We laughed, remembering dagging ewes on our home farms and filling a wooden dag box just like that one. But, being in Queenstown and a theatre full of tourists, we were the only ones who understood the jokes. That tickled us to more hilarity as all the foreign faces peered at us curiously in the darkness.
Dog, Horse the feisty cat, Dolores the super sow and the cast of Flats farm are Kiwi characters created by a cartoonist who knew his subject. As kiwis we don't always appreciate someone making fun of us from the "outside" but if someone feels like one of us we can take the joke and laugh at ourselves.

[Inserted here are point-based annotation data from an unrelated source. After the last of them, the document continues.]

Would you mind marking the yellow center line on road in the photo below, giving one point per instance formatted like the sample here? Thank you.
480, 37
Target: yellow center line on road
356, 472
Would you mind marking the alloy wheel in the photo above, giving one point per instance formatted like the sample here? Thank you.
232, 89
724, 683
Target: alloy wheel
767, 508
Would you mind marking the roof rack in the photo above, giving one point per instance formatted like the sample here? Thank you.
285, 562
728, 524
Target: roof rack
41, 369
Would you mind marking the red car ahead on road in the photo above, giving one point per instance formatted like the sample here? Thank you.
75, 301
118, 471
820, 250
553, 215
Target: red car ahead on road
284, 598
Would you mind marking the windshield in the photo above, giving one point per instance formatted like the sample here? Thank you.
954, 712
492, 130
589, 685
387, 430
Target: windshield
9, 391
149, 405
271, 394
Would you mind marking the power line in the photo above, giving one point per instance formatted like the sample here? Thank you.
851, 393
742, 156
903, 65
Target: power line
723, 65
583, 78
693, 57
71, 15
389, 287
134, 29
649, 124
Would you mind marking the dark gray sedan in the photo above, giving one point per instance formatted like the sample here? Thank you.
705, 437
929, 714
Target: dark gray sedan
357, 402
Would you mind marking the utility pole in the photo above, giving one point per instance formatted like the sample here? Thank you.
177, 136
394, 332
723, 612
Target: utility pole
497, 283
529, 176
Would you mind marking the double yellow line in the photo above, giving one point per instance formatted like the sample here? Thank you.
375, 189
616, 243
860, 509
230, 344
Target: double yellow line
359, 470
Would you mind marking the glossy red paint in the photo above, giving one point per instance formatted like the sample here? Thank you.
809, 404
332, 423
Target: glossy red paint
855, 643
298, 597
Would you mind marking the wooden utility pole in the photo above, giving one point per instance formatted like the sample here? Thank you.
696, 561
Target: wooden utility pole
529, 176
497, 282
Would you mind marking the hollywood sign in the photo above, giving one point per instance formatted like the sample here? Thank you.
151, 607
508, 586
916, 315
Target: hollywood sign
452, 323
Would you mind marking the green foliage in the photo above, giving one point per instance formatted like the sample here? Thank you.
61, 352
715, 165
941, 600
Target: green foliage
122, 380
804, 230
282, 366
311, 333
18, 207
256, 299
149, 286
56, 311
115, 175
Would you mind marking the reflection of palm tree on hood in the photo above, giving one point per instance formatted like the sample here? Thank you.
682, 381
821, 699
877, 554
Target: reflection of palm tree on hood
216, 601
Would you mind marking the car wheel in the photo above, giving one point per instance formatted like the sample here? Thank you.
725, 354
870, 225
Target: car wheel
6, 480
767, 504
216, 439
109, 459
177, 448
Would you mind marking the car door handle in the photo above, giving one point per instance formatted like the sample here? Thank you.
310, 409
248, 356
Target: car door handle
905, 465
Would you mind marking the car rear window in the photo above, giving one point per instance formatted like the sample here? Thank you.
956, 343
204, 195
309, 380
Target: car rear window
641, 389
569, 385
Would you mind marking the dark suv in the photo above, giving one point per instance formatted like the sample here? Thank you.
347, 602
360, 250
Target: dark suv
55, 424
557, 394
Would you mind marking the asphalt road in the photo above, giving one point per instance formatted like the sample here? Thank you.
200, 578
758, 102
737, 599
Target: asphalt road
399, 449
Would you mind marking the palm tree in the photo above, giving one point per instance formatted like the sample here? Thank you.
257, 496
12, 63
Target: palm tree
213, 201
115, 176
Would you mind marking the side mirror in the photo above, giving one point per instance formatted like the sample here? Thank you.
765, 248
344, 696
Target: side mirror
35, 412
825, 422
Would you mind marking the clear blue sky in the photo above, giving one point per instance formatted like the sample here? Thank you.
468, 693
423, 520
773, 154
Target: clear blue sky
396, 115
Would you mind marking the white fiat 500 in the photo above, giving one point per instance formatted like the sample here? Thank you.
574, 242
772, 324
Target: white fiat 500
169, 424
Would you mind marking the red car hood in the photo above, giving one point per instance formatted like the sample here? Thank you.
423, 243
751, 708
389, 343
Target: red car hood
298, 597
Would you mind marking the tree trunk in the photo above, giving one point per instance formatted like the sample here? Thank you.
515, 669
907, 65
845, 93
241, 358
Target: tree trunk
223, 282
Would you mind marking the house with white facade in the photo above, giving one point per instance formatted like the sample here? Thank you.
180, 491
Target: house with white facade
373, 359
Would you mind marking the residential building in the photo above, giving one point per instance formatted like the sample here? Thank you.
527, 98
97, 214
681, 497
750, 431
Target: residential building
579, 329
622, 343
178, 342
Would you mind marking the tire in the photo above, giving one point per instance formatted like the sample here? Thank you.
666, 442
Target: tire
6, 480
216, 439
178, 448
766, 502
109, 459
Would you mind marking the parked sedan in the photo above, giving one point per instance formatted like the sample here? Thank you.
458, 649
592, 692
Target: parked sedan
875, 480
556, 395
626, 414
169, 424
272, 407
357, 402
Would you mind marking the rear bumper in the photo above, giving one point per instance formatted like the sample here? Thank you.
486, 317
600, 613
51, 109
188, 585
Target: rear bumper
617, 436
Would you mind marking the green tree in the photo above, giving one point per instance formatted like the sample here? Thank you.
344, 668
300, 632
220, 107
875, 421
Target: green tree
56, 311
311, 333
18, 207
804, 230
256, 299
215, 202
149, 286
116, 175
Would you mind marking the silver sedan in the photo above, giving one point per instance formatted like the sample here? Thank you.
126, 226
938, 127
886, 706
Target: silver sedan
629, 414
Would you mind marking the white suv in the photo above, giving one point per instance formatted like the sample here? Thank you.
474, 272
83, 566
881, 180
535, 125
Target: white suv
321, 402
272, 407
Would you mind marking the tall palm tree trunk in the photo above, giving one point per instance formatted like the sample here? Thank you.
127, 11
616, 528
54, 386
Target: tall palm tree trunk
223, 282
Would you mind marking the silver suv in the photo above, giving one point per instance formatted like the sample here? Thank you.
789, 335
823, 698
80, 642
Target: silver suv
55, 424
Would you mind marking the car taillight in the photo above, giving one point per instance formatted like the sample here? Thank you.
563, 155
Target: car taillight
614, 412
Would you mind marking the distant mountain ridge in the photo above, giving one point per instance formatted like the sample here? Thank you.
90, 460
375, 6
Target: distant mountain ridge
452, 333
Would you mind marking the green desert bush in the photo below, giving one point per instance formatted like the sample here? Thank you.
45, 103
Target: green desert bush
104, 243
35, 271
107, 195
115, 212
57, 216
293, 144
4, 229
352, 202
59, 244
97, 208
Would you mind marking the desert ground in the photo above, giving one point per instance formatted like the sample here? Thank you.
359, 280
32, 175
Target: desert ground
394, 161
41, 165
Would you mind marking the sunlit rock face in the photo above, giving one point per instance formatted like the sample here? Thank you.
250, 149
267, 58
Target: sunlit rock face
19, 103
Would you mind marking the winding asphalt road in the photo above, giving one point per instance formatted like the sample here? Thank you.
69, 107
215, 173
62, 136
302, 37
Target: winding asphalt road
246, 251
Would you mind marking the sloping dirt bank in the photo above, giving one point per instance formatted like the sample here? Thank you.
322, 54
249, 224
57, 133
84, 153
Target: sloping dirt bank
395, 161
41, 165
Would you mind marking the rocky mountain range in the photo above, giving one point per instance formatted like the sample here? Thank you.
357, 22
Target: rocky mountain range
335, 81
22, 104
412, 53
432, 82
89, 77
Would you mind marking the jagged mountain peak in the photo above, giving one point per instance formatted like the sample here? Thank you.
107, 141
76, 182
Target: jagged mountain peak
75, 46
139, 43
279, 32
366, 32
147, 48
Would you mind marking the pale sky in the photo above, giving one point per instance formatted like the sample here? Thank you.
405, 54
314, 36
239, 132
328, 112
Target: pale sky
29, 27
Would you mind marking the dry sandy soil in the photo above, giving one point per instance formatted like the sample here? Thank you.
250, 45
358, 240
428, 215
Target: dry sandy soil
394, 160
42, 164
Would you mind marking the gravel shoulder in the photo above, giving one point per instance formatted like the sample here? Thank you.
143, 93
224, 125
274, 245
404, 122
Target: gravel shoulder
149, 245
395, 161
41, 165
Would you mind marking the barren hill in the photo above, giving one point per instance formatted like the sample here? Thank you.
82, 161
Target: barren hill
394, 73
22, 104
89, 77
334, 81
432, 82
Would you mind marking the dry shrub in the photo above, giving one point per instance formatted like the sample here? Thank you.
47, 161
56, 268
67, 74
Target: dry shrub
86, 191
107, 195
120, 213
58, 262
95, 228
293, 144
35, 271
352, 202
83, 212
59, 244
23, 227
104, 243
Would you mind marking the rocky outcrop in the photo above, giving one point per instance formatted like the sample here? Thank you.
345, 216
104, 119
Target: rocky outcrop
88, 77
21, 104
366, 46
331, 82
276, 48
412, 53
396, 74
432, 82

I'm grateful for Footrot Flats, an easily swallowed pick-me-up especially in rural families. Murray Ball had that talent and familiarity to be on our side, and from there he touched on some tricky subjects like the Springbok Tour protests, conservation issues, floods, droughts and relationship stuff.
Humour like this is very effective at communicating politics, protests and opinions as well as daily life. How good it would be now to have another artist with the same skill to raise current topics, confront sensitive issues and present causes without offending and defending.
This ability to bring humour and relieve aches is a much needed gift.
- Joyce Wyllie is a sheep farmer at Kaihoka in Golden Bay.